Jumat, 15 September 2006

FISTULA VESIKO VAGINAL

Oleh :
dr. MA Yasa
dr. Evy Bachtiar
dr. Adyanur M
dr. Carmellia
dr. Alvin S

0
FISTULA VESIKO VAGINAL

PENDAHULUAN
Fistula vesiko vaginal atau vesico vaginal fistula (VVF) adalah terdapatnya
hubungan langsung antara vagina dengan vesika urinaria akibat adanya saluran
abnormal sehingga urin keluar setiap saat melalui vagina tanpa dapat ditahan. VVF
adalah bagian dari fistula urogenital wanita yang merupakan jenis fistula yang paling
sering terjadi pada traktus urinarius wanita.
Fistula memang tidak membahayakan jiwa, namun kelainan ini sangat
mengganggu kehidupan sosialnya dan tidak bebas bepergian. Umumnya akibat adanya
fistula ini sangat berpengaruh besar terhadap kehidupan emosional pasien.
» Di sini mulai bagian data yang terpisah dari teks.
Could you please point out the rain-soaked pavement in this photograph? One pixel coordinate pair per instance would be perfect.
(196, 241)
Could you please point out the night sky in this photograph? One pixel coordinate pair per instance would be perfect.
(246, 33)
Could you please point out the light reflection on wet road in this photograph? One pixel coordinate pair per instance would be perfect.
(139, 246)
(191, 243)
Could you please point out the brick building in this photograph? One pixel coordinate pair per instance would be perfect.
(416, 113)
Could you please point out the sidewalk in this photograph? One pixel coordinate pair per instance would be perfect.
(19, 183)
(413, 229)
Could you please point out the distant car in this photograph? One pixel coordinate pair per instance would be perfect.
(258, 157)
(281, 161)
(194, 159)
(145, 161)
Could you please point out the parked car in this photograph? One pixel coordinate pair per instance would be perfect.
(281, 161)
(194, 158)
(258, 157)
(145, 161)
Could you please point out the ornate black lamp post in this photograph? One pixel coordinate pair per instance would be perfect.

Urine yang
keluar setiap saat akan menimbulkan bau yang tak sedap sehingga penderita akan
menjauhi kegiatan sosial, pertemuan-pertemuan, baik di lingkungan hidupnya maupun
keluarga yang semula diikutinya secara baik,. Perceraian juga sering kali terjadi karena
tidak berfungsinya kehidupan seksual secara normal. Iritasi genetalia dan sekitarnya
juga merupakan keluhan yang sangat mengganggu.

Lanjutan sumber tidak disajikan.